- The SCA has dismissed a High Court judgment that declared the Level 3 and 4 lockdown regulations as invalid and unconstitutional.
- The SCA found the case by the Liberty Fighters Network was wholly inadequate and there was no cognisable case to answer.
- The case was also not properly pleaded and the irrationality test was not applied correctly.
A High Court judgment which declared almost all of the Level 3 and 4 lockdown regulations as unconstitutional and invalid has been dismissed by the Supreme Court of Appeal (SCA).
In May last year, the Liberty Fighters Network (LFN) launched proceedings in the North Gauteng High Court in Pretoria, seeking to have the regulations promulgated under the Disaster Management Act set aside.
The LFN primarily argued the regulations violated the Bill of Rights in the Constitution, in that they exceeded the purpose and objectives of the act and the regulations were irrational and were based on incorrect advice.
The SCA noted one of the underlying themes in the LFN founding affidavit was one of Covid-19 denialism.
Cooperative Governance and Traditional Affairs Minister Nkosazana Dlamini-Zuma argued advice was taken from medical and scientific experts when making the regulations, unlike the opinions of LFN president Reyno de Beer.
It was further placed on record that the declaration of a national state of disaster and the regulations was entirely rational and in line with what other countries had done, including Spain, France and Italy.
It was denied the decision to declare a national state of disaster was based on unconfirmed, unverified and incorrect medical advice.
Dlamini-Zuma argued the limitations imposed on fundamental freedoms by the regulations were justifiable, when viewed against the provisions of Section 36 of the Constitution.
High Court judgment
High Court Judge Norman Davis ruled in favour of the LFN and declared the regulations as unconstitutional and invalid with the exception of the prohibition of tobacco.
News24 reported Davis ordered that Dlamini-Zuma should formulate changes to the regulations within 14 days.
"The starting point was not 'how can we as government limit constitutional rights in the least possible fashion whilst still protecting the inhabitants of SA?', but rather 'we will seek to achieve our goal by whatever means, irrespective of the costs and we will determine, albeit incrementally, which constitutional rights you as the people of South Africa may exercise'," he said.
Slamming a number of the regulations, Davis placed specific reference to the regulations surrounding funerals which he said was "not only distressing, but irrational".
"When a person, young or old, is in the grip of a terminal disease other than Covid-19 and is slowly leaving this life, to ease that suffering and the passing, it is part of the nature of humanity for family and loved ones to support the sufferer.

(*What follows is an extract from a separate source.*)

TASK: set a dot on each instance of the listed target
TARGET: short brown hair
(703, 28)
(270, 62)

Moreover, there are moral, religious and ubuntu imperatives demanding this," he said in his judgment.
Dlamini-Zuma was granted leave to appeal against the blanket declaration of invalidity of the regulations that were not expressly identified but denied leave to appeal on the regulations which were explicitly addressed in Davis' judgment.
The appeal started off in a tumultuous environment as De Beer threatened to challenge the decision by the SCA to have the appeal heard virtually because of the pandemic.
He also wanted the full Bench to recuse themselves. However, on the day of the hearing, the recusal application did not go forward as De Beer elected not to participate in proceedings.
The SCA held that the LFN's case was based upon sweeping generalisations and broad conclusions.
The LFN also did not plead, or in any event properly plead, the constitutional attack that was upheld by the High Court.
The SCA added the High Court was willing to see a case where there was none and unjustifiably excused the manner in which it was framed.
"To sum up on this aspect of the case: The case put forward by the respondents was wholly inadequate. There was no cognisable case to answer.
"The respondents ignored the fundamental principle that an applicant's case must be set out with sufficient specificity, clarity and supporting admissible evidence so that the functionary or repository of power knows the case that has to be met.
"The constitutional challenge made to the regulations was too diffuse and inadequately specified to make out a case for an infringement of the Bill of Rights."
The SCA also found the irrationality test had not been properly applied and was also not pleaded. The judgment stated the rationality challenge failed to observe the tight strictures of means and ends that founds such a challenge.
"A generalised disquiet that the regulations constrain liberty, lack coherence or may have been less restrictively formulated does not suffice to secure a declaration of invalidity.
"The High Court struck down regulations that had not been challenged, on a case not properly pleaded, and on the basis of reasoning that the invalidity of certain regulations must contaminate all the regulations. In sum, neither the challenge brought, nor the High Court's reasons for sustaining that challenge can be allowed to stand."